Six guilty of English Channel migrant smuggling operation

  • Published
Media caption,

People smuggling gang convicted

Six men have been found guilty of trying to smuggle Albanian migrants in overcrowded boats across the English Channel.

The operation, which was mainly based in Dymchurch, in Kent, was uncovered following a series of blunders.

Police moved on the gang after they turned to three-person jet skis.

Father and son Leonard and Alfie Powell were convicted at the Old Bailey alongside Wayne Bath, Albert Letchford, Sabah Dulaj and Artur Nutaj.

Another son, George Powell, entered a guilty plea for his part in the conspiracy on 15 May.

Two other men - Alan Viles, 27, from Folkestone, and Francis Wade, 59, from Rochester - were found not guilty.

The nine-week trial heard how one boat linked to the Kent-based gang had to be rescued after nearly sinking.

It was built for six people but had 20 people onboard, including 18 Albanian migrants.

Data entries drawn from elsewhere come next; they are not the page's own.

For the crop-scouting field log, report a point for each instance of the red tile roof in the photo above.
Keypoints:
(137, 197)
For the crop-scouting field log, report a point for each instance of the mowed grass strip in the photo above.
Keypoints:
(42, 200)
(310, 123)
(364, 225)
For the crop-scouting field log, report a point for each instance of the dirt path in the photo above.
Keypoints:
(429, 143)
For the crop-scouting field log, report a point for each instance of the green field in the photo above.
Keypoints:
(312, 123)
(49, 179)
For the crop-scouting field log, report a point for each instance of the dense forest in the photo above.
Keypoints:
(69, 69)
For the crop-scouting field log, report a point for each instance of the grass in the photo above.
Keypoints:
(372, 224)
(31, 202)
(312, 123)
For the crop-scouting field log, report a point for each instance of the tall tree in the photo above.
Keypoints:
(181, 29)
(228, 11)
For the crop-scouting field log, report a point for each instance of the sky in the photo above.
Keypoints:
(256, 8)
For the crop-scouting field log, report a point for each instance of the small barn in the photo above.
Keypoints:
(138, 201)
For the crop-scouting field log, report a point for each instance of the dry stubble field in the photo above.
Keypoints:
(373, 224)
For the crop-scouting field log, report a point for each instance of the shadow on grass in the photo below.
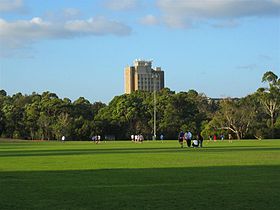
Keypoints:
(238, 187)
(97, 151)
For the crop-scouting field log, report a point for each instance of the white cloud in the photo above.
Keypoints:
(149, 20)
(10, 5)
(22, 33)
(179, 13)
(120, 5)
(71, 12)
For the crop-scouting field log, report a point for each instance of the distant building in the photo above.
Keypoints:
(142, 76)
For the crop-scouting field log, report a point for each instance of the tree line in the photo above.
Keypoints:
(46, 116)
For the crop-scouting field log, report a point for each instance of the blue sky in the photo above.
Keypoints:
(80, 48)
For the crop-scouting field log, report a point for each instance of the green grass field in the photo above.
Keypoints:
(152, 175)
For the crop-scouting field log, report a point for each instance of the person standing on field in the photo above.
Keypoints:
(189, 138)
(181, 138)
(200, 139)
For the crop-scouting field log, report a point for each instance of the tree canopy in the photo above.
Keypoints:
(48, 117)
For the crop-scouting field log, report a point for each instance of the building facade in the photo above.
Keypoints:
(143, 77)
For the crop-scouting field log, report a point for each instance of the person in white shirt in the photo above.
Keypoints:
(195, 143)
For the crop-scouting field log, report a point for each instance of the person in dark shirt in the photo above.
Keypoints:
(181, 138)
(200, 139)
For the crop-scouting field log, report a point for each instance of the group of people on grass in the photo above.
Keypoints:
(137, 138)
(188, 138)
(96, 139)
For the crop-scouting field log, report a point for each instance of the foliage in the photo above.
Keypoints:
(46, 116)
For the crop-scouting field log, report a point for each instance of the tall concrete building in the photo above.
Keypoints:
(142, 76)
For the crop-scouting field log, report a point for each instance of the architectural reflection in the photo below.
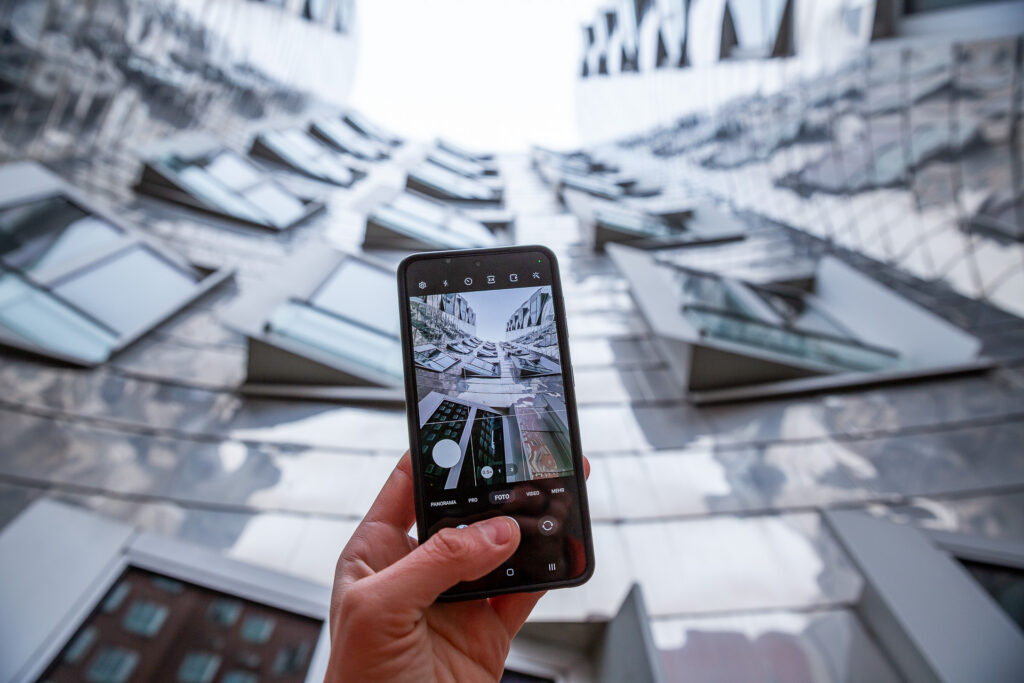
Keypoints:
(793, 271)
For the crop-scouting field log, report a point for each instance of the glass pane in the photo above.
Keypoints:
(305, 154)
(630, 221)
(421, 228)
(232, 171)
(34, 316)
(452, 183)
(361, 293)
(209, 189)
(128, 291)
(431, 211)
(1006, 585)
(40, 235)
(471, 228)
(341, 338)
(283, 209)
(348, 139)
(838, 354)
(457, 164)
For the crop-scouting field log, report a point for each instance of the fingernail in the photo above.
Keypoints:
(498, 529)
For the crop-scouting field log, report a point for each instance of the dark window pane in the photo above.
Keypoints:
(44, 233)
(1006, 585)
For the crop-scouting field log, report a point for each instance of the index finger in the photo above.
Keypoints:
(393, 505)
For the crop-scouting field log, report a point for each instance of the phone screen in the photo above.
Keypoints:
(495, 416)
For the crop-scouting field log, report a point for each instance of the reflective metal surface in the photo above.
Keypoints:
(716, 510)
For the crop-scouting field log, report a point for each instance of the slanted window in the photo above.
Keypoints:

Another boat had to be rescued after it was found travelling the wrong way up a shipping lane, and had run out of fuel.

Had the gang not been stopped by a National Crime Agency-led (NCA) surveillance operation, they would have been the first to have tried to run migrants across the world's busiest shipping route on jet-skis.

Image source, National Crime Agency
Image caption,

Six men were found guilty - Top row left to right: Bath, Dulaj, Letchford / Bottom row left to right: Nutaj, Alfie Powell, Leonard Powell

NCA senior investigator Mark McCormack raised concerns about the gang's "level of incompetency".

He said: "We have people controlling vessels with no maritime experience, no sailing experience, who have completed very rudimentary courses of one or two days, trying to cross this busy shipping channel at night in a small vessel not utilising lights or radar."

The court heard that migrants, including men, women and children, were charged up to £6,000 each to journey across the Channel from near Calais.

The gang are believed to have carried out one successful trip in a rigid-hulled inflatable boat (RHIB) called Rebel, which was found abandoned on the beach at Dymchurch with children's life jackets on board on 11 May 2016.

When border officials went to investigate, the professed owner, Wayne Bath, claimed to have been out "night fishing" when he experienced engine trouble.

Image source, National Crime Agency
Image caption,

'Rebel', a rigid-hulled inflatable boat, was found abandoned at Dymchurch

Two weeks later, French police spotted a group of people signalling a boat in the water off Cran d'Escalles beach near Calais.

The migrants began to wade out to meet it, but the Antares RHIB left after a parked car signalled using its headlights.

Prosecutor Timothy Probert-Wood QC told jurors they were "clearly not there for a day on the beach".

Two days later, the gang tried again with the newly acquired White Scanner RHIB, under the watch of NCA agents.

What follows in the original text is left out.